Almost at the same time Anna Karenina left him, Alexey Alexandrovitch experienced the most bitter moment in the life of an official—though he is the only one who does not know it. It is the moment when his upward career comes to a complete stop. Everyone around him recognizes the change, but Alexey Alexandrovitch is unaware that his career is over. Though he still holds a position of consequence and sits on many commissions and committees, he is a man from whom nothing is expected because his time is over.

Everything Alexey Alexandrovitch says or proposes is dismissed as something redundant and most unnecessary. He is not aware that he has been cut off from direct participation in governmental activity and now sees the defects of others more clearly than ever; unfortunately, this knowledge and his sense of duty compel him to point out solutions for these problems. Soon after Anna Karenina left, he began writing the first of a now endless series of notes on the new judicial procedure. Not only does Alexey Alexandrovitch not discern his hopeless position in the official world, he is even more satisfied than ever with his own activity. The man to whom he is now talking is unmistakably impatient, but that does not bother Alexey Alexandrovitch; only when the man is able to slip away does he quit talking. Left alone, he looks down and collects his thoughts before looking casually around him and looks toward the door where he hopes to meet Countess Lidia Ivanovna.

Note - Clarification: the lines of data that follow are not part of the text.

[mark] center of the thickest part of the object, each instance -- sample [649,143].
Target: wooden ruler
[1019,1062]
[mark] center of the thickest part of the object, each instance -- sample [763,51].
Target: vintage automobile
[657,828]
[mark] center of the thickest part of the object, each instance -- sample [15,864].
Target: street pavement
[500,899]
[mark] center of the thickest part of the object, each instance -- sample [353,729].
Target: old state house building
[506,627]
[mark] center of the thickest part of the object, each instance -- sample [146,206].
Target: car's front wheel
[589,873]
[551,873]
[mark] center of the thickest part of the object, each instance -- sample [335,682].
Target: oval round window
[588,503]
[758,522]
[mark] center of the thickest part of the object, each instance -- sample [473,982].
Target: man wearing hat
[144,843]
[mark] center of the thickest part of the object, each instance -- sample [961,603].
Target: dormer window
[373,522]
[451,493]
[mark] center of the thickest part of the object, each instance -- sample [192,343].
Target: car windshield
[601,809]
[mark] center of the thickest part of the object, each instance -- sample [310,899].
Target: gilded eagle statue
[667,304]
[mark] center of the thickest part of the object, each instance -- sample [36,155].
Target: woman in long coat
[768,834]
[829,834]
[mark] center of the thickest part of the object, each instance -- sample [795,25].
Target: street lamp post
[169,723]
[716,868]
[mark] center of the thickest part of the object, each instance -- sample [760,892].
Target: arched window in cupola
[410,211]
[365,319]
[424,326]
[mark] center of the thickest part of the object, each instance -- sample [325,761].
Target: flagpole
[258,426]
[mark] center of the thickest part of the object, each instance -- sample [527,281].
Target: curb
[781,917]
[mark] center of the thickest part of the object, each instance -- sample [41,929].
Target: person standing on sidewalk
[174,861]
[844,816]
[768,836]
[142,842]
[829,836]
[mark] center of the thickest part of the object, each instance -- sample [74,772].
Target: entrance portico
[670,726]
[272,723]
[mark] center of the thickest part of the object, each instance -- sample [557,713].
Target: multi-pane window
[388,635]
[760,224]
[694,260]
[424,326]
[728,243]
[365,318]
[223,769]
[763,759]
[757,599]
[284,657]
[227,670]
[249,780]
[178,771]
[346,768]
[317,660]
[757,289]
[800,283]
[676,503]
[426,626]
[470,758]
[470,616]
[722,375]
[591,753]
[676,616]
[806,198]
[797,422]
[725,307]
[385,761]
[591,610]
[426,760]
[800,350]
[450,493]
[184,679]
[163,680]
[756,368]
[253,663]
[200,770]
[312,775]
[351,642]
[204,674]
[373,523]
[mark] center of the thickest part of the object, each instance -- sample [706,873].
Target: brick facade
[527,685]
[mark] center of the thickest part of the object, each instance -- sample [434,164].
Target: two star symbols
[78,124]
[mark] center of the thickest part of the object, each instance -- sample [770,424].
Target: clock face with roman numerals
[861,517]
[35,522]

Moving forward and bowing with his “customary air of weariness and dignity,” Alexey Alexandrovitch is stopped and congratulated on the honor he received today. He knows everyone laughs at him but expects nothing else from them; he is used to it by now. Alexey Alexandrovitch glimpses the countess and sees her eyes bidding him to come to her. She is dressed well and attractive in his eyes. For him she is the one spot of goodwill and love in the middle of the hostility and jeering which constantly surrounds him now.

Passing through a sea of mocking eyes, Alexey Alexandrovitch stays focused on the countess’s loving glance. When she congratulates him on receiving his honor, he knows she is sincere and he is pleased. They talk about his son’s education, and he is upset that Seryozha is not as excited about the course of study his father has set out for him. When the countess is able, she tells Alexey Alexandrovitch that she has heard from his wife, who is in St. Petersburg. His face immediately assumes the “deathlike rigidity” which expresses his utter helplessness in the matter; the countess looks at him ecstatically and is moved by the greatness of his soul.